Here's a typical conversation with an ominous Urquan:
There is something wrong here... something which makes my sheath retract and my talons ooze.
I sense the ugliness of a thousand evil thoughts
and I have located the source of these fetid emanations.
They come from aboard your vessel!
Foolish renegade human, why have you come here? All that you have found is your inevitable punishment.
Imposing. Ominous. Authoritarian. Alien sheaths retracting and talons oozing.
The point of this summary: Every single line is infused with the alien's character traits. I swear, the Ilwrath don't say one single word that isn't in line with their race's disgusting, gods-praising, quivering, lust for violence.

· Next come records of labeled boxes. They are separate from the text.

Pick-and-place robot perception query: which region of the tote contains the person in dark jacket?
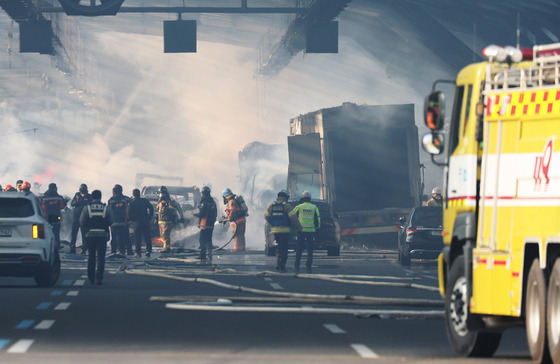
[80,190,113,285]
[41,183,66,249]
[70,183,91,254]
[107,184,132,255]
[194,186,218,262]
[128,188,154,258]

Now, here's a typical line from our first meeting with the Tywom:
(This is not an exact quote) Tywom: Hey guys! The Scryve are the most powerful race in the galaxy, and they rule this sector. They sent a planet destroying missile at you! We accidentally told them you lived on the 4th planet from the sun. So, now you're alive!
Do you see the difference? That line is purely explicatory. Not expository. It serves to advance the plot with dialogue, rather than having fun with it. What needs to HAPPEN is this: Each race needs to pick a defining characteristic, and then just go balls-out with that for each encounter.

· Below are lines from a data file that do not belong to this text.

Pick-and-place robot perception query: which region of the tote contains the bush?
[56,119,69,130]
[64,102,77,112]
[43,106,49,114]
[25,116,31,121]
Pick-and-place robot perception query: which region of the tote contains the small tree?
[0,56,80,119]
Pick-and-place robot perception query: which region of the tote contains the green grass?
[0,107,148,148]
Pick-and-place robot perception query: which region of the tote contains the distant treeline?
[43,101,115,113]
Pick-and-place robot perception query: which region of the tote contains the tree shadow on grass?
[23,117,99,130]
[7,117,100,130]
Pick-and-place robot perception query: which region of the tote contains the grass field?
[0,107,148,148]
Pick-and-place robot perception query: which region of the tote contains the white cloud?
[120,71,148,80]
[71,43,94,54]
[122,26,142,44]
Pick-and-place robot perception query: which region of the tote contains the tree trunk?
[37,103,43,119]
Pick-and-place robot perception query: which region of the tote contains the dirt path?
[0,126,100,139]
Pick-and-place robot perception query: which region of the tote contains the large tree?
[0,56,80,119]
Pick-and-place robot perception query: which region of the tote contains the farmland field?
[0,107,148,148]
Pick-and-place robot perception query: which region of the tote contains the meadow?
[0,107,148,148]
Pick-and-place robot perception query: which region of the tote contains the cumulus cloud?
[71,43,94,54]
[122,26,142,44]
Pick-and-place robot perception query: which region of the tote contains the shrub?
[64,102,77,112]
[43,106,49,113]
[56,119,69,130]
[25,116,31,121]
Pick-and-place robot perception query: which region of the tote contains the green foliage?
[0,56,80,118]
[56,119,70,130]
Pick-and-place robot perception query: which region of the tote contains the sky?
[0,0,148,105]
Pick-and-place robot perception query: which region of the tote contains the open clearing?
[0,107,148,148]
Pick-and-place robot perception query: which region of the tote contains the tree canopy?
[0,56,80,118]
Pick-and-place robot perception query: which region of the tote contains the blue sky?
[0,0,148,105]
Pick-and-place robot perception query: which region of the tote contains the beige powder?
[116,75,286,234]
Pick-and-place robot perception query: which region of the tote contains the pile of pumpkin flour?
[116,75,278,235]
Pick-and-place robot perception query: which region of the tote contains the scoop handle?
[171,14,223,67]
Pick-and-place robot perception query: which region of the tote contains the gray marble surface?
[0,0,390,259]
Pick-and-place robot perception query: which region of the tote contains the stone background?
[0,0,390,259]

The Tywom are obviously, the stereotypical "nerds", to the extreme of them having earthly pocket-protectors! So why not infuse their dialogue with "nerdy" things??? If you're gonna make a stereotype nerd, you ought to infuse EVERYTHING with calculations, explanations, chemical theories and the like. Instead of saying, "Hey, they blew up Mars!" Say, "We put the odds of your survival at pi-rounded-to-the-thirteenth place, divided by z - so around .00015 %" Obviously better written than that... but infuse their character with that race's personality trait. Tell us the EXACT number of square meters the Scryve cover in this galaxy - instead of saying, "They cover most of this quadrant". And give them a bully-complex, too. Because that's stereotype nerds, too - the Scryve said they'd dunk our heads into the mouth of a black hole (swirly) or something. I don't know.
Really, the Tywom could easily have a different style dialogue altogether, to support their personality. An example of what I'm saying is something like:
Information: The Scryve caught wind of you guys in this solar system.

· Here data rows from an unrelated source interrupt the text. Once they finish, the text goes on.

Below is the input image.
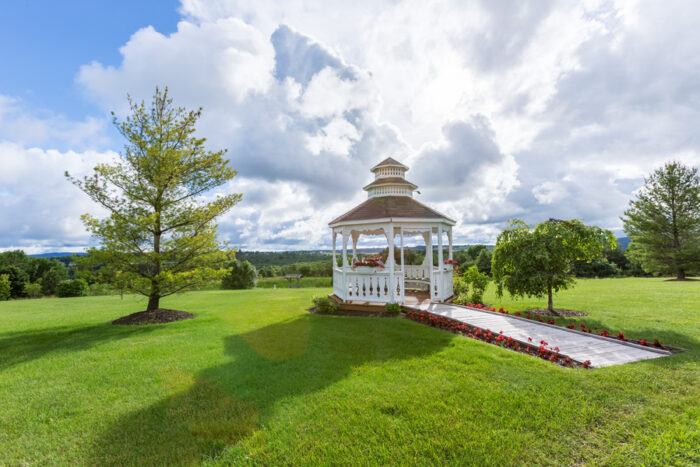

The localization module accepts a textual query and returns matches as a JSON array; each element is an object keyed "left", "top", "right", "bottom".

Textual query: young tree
[
  {"left": 491, "top": 219, "right": 615, "bottom": 312},
  {"left": 66, "top": 88, "right": 241, "bottom": 311},
  {"left": 622, "top": 162, "right": 700, "bottom": 280},
  {"left": 0, "top": 274, "right": 12, "bottom": 302},
  {"left": 221, "top": 259, "right": 258, "bottom": 289}
]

Hypothesis: They would come to the conclusion in 7.8 seconds that humans must be destroyed
Analysis: Humans could be a valuable ally to make the Scryve stop giving us blackhole-swirlies
Counter-analysis: The Scryve may not enjoy our efforts to trick them and have a 46,997,851 : 1 chance of obliterating our race
Conclusion: Tell the Scryve what homeworld the humans live on
Margin-of-error: π-to-the-second-place 3.14% chance of error
Result: THE HUMANS ARE STILL ALIVE?!? YOU ARE VERY LUCKY!
They could preface each decision they make (not every line, that could get boring), with a very scientific proposal, avoiding conjecture, about what they're speaking of. I read that in a book, The Boy On the Bridge, so not exactly that, but break up their dialogue into scientific hypotheses and conclusions based on reasoning and logic. That's their trait. That's what they built their civilization on. They should be EXCITED for scientific progress, their antennae constantly probing for new meaning in the universe. And then their lines could be based around that. Does that make sense?
I also want to hear about their homeworld, their culture, all of the rituals that give them meaning. I want to hear the challenges they overcame to get to the stars, their breakdown of how many years it took them to advance past certain problems (like light speed), I'd be very interested in hearing their thoughts on death and their equivalent of the Spathi's Wezzy-Wezzah, and maybe the predators that bullied them for eons, before their advanced minds figured out ways to fend them off.
This, of course, would be fully-skippable for the players who just want to blow stuff up.